A. Yes, I work closely with several human remains specialist handlers and canines. These dogs are trained more along the lines of drug dogs. They offer a passive alert (meaning they sit or lay down at the source of the odor). Everyone I work with trains only on real human material. The specialist dogs, though, also train on much older material. They help reconstruct old cemeteries, they work cold cases and they can locate very small pieces following events like plane crashes.

Q. When does a rescue dog usually retire? What happens to the dog then?

A. A search and rescue dog tells us when it needs to retire. Some retire when they are 6 years old; others continue working until they are 12 or 13. Arthritis and other health concerns usually influence their retirement. As long as dogs remain healthy, they love the search game and are unwilling to give it up. When they do retire, they live out their lives in comfort. With our team, even those dogs that have retired are set simple problems at training. The dogs are like the ex-baseball player reliving the glory days. To them, that person hidden behind a tree 100 feet away is as fulfilling as the person it took them 6 miles and 3 hours to find in the old days.


Peg Brantley said...

Awesome post. Thanks. My current wip spotlights and HRD dog. Printing it out and adding it to my research folder (which, btw, includes posts from Rayanne's appearance on Mentor Monday for SinC).

Sandra Parshall said...

I don't think there's any happier creature in the world than a dog with a job to do. Makes me feel sorry for the ones that spend their days sleeping and waiting for their owners to come home from work. I'm not surprised that retired S&R dogs still love to practice their skills.

Sandra Parshall said...

Here's a link to the National Association for Search and Rescue:

(Copy it into your browser.)

Donnell Ann Bell said...

Very, very interesting post! I love Rayanne's Dog Rescue story, and I find it fascinating you work with Dobermans. I'd always thought, obviously erroneously that Doberman's were a high tension dog that was mainly an attack dog.

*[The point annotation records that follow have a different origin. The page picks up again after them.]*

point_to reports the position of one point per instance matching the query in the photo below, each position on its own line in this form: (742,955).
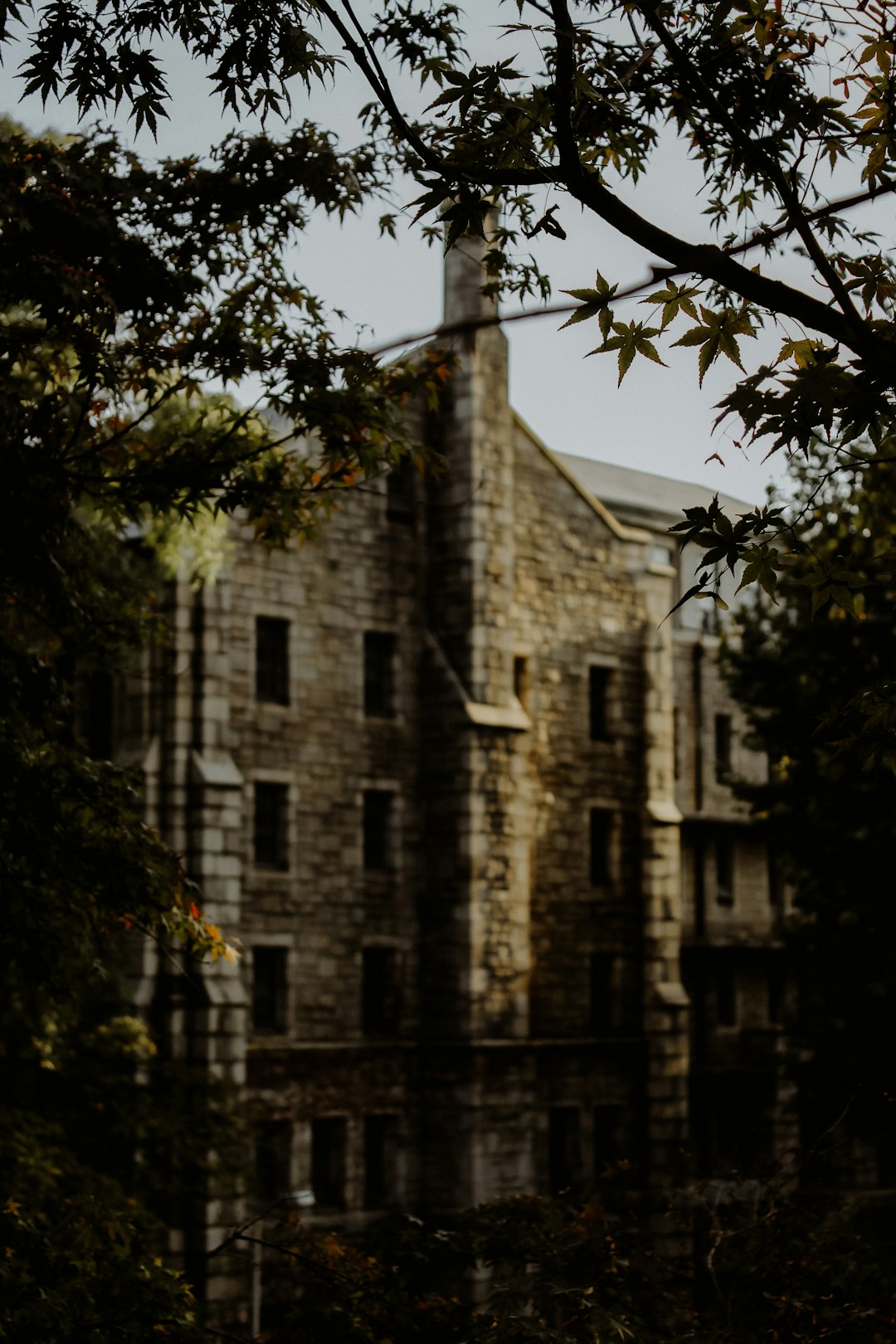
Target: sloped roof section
(641,499)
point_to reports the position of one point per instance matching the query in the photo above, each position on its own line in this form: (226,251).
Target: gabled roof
(642,499)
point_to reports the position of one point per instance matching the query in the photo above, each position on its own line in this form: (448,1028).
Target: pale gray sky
(659,421)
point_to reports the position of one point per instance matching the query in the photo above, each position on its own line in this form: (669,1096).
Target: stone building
(461,791)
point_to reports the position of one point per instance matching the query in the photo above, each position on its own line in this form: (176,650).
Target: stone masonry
(461,791)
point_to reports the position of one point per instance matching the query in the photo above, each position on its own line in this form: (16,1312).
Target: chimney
(465,275)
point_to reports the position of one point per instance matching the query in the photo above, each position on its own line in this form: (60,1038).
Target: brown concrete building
(462,793)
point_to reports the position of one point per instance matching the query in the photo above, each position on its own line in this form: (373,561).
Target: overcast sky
(659,421)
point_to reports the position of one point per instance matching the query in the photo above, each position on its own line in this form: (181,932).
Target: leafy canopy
(786,106)
(815,676)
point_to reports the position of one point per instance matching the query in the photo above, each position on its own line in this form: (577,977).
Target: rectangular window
(273,1151)
(328,1161)
(379,675)
(381,991)
(776,991)
(271,660)
(676,743)
(723,747)
(606,1142)
(379,1161)
(599,704)
(601,968)
(399,494)
(99,715)
(564,1149)
(601,823)
(270,835)
(726,997)
(724,871)
(522,680)
(269,990)
(377,830)
(776,880)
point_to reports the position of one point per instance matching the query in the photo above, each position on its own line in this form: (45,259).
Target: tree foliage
(813,674)
(776,1265)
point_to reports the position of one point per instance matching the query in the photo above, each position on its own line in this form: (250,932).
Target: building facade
(461,789)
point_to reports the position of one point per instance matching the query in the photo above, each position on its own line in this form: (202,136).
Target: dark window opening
(269,990)
(601,992)
(599,859)
(379,1161)
(273,1144)
(328,1161)
(676,743)
(599,704)
(776,990)
(399,494)
(724,871)
(606,1142)
(723,747)
(99,715)
(379,675)
(726,997)
(377,830)
(270,843)
(271,660)
(776,880)
(564,1149)
(522,680)
(381,991)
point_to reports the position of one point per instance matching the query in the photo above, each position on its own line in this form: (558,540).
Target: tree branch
(750,151)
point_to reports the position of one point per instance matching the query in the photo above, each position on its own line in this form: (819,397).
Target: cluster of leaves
(777,1265)
(802,668)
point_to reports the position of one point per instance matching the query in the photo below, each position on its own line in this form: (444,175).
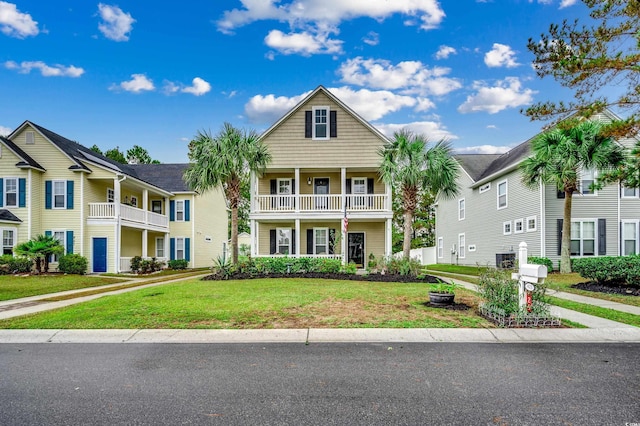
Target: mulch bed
(427,279)
(625,290)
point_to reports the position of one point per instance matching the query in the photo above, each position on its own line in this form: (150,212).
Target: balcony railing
(321,203)
(128,213)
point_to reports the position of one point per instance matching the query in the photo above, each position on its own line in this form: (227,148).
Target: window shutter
(332,240)
(47,194)
(22,192)
(309,241)
(307,124)
(559,224)
(602,237)
(272,241)
(333,124)
(69,194)
(69,242)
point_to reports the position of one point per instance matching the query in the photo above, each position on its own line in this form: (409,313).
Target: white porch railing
(322,203)
(132,214)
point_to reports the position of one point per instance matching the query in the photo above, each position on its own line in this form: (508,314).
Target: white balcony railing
(128,213)
(322,203)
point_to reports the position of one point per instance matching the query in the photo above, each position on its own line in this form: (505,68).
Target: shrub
(73,264)
(178,264)
(535,260)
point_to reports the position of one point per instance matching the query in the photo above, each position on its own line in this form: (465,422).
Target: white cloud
(500,55)
(138,83)
(56,70)
(412,77)
(433,130)
(116,24)
(507,93)
(304,43)
(483,149)
(15,23)
(445,51)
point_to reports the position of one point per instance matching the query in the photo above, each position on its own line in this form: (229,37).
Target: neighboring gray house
(494,212)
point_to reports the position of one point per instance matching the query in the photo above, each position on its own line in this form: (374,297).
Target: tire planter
(441,299)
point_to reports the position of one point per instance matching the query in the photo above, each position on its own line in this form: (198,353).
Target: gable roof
(26,160)
(331,96)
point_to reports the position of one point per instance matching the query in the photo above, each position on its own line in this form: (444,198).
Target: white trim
(506,195)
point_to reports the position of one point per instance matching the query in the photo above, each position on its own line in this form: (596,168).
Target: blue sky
(125,73)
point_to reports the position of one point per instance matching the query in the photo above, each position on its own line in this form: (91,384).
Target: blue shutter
(69,242)
(22,192)
(48,192)
(69,194)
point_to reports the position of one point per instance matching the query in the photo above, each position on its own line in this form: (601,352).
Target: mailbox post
(528,276)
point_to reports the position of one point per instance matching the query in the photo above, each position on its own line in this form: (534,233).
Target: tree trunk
(565,252)
(406,243)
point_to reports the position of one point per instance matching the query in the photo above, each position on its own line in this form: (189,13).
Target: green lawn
(15,287)
(262,303)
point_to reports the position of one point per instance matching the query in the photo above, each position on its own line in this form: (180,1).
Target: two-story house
(321,196)
(494,212)
(106,211)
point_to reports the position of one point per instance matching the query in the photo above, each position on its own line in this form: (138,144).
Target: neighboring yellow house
(324,168)
(106,211)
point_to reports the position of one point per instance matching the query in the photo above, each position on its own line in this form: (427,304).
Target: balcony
(128,214)
(321,203)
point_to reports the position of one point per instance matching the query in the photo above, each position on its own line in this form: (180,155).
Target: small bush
(73,264)
(178,264)
(535,260)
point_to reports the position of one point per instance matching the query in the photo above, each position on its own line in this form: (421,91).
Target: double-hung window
(321,123)
(59,194)
(583,238)
(11,192)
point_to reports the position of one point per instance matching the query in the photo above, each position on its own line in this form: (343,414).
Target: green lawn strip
(119,287)
(610,314)
(261,303)
(16,286)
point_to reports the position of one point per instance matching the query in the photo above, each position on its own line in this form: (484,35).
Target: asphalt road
(320,384)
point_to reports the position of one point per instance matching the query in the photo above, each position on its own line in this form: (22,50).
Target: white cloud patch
(15,23)
(304,43)
(445,51)
(299,13)
(434,130)
(411,77)
(116,24)
(139,83)
(507,93)
(482,149)
(500,55)
(56,70)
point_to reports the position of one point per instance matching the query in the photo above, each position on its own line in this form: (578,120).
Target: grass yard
(15,287)
(262,303)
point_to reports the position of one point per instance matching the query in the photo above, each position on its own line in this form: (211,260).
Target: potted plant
(442,293)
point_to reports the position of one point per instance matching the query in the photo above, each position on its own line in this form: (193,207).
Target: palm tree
(409,164)
(226,160)
(559,156)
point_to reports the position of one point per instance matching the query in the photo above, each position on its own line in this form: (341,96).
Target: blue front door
(99,255)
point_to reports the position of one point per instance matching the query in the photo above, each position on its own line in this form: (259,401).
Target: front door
(99,255)
(320,188)
(355,248)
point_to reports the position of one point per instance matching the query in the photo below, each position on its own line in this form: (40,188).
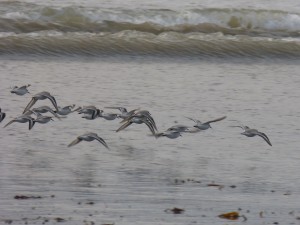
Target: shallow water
(140,176)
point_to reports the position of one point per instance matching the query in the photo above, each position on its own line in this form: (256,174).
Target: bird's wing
(76,141)
(10,122)
(52,99)
(30,104)
(124,126)
(2,117)
(150,125)
(243,127)
(196,121)
(101,141)
(31,123)
(264,136)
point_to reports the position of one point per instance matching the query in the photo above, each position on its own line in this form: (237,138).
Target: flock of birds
(135,116)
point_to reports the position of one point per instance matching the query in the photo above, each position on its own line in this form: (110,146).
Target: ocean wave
(27,28)
(143,43)
(33,18)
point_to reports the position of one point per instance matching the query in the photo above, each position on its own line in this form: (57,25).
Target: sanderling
(23,119)
(41,96)
(253,132)
(206,125)
(90,112)
(137,120)
(108,116)
(172,134)
(20,90)
(63,111)
(2,115)
(88,137)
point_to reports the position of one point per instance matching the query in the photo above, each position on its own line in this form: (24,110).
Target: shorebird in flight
(20,90)
(139,117)
(23,119)
(41,96)
(253,132)
(63,111)
(172,134)
(88,137)
(206,125)
(124,113)
(90,112)
(2,115)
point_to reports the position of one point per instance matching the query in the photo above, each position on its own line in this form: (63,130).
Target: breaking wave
(75,30)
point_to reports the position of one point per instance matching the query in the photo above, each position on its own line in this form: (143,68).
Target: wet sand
(141,179)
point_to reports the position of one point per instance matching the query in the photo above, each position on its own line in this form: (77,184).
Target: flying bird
(88,137)
(20,90)
(253,132)
(206,125)
(22,119)
(41,96)
(2,115)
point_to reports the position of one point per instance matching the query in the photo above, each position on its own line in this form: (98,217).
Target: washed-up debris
(188,180)
(22,197)
(232,216)
(261,214)
(175,210)
(58,219)
(219,186)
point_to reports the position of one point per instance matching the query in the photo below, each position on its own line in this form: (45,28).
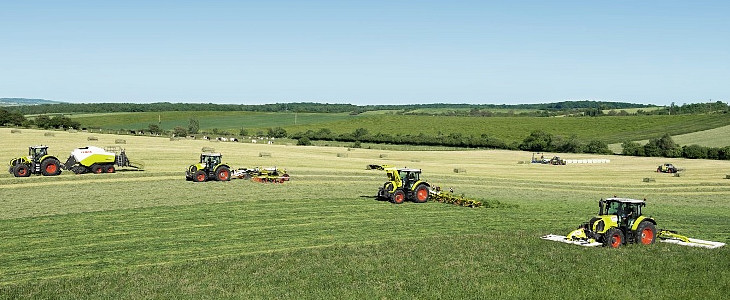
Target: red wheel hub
(647,236)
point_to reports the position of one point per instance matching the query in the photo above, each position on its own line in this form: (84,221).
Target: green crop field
(152,234)
(228,120)
(510,129)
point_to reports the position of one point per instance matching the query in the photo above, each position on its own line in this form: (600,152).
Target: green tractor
(404,184)
(210,167)
(619,222)
(37,162)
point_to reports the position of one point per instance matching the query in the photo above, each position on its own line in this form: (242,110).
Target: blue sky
(366,52)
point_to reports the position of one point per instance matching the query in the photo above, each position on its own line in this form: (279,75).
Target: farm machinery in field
(98,160)
(86,159)
(264,175)
(667,168)
(619,222)
(210,167)
(405,184)
(38,161)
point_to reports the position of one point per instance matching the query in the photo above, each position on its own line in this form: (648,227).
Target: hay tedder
(263,175)
(619,222)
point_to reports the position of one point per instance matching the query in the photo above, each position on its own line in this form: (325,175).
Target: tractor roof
(625,200)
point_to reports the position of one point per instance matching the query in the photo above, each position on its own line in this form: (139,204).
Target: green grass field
(515,129)
(509,129)
(229,120)
(152,234)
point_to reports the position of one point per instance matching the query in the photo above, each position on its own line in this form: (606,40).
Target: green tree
(193,126)
(179,131)
(154,128)
(304,141)
(537,141)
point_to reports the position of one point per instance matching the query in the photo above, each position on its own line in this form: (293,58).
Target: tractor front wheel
(21,170)
(646,233)
(398,197)
(200,176)
(422,194)
(50,167)
(96,169)
(223,174)
(613,238)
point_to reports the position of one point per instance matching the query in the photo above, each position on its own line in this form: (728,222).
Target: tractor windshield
(38,152)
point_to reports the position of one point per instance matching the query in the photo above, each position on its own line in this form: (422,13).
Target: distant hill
(25,101)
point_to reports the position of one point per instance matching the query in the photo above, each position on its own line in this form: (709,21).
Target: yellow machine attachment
(621,222)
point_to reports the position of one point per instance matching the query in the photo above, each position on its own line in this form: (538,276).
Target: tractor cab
(409,177)
(626,210)
(210,160)
(35,153)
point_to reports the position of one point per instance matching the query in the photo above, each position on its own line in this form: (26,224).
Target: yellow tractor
(619,222)
(37,162)
(209,167)
(404,184)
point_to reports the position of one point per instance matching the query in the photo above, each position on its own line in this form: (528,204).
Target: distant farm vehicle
(37,162)
(667,168)
(404,184)
(264,175)
(619,222)
(98,160)
(210,167)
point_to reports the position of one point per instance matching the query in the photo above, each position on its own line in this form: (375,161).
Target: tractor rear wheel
(96,169)
(50,167)
(398,197)
(200,176)
(421,193)
(613,238)
(21,170)
(646,233)
(223,174)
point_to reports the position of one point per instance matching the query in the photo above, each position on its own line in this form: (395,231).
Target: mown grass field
(152,234)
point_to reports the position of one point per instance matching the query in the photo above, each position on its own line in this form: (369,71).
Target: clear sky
(366,52)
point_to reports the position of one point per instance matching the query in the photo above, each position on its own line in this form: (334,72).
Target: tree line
(666,147)
(304,107)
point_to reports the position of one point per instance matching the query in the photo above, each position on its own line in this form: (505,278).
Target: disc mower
(210,167)
(37,162)
(619,222)
(264,175)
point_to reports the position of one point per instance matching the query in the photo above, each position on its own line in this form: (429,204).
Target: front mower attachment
(565,239)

Thanks for a great blog and the education!

Barb Goffman said...

Aw, Sandy. You make me feel bad. My dog spends most of his day sleeping and waiting for me to come home. But I like to think he's also always on the job - he's protecting the house, a job he takes very seriously, which is why I think he's a very light sleeper.

Sandra Parshall said...

Barb, I think your boy would be SHOCKED if you introduced work into his life at this stage! I'm sure he's quite happy as he is. :-)

Ellis Vidler said...

Fascinating! And what a rewarding thing to do. I'd love to see one of the dogs at a training session.

Pat Brown said...

I love that she uses Dobermans. It's always seemed to me, having owned 3, that they are eminently suited for the job. Their focus is amazing and their intelligence unmatched. And for them it's not work they're doing, it's the greatest play in the world.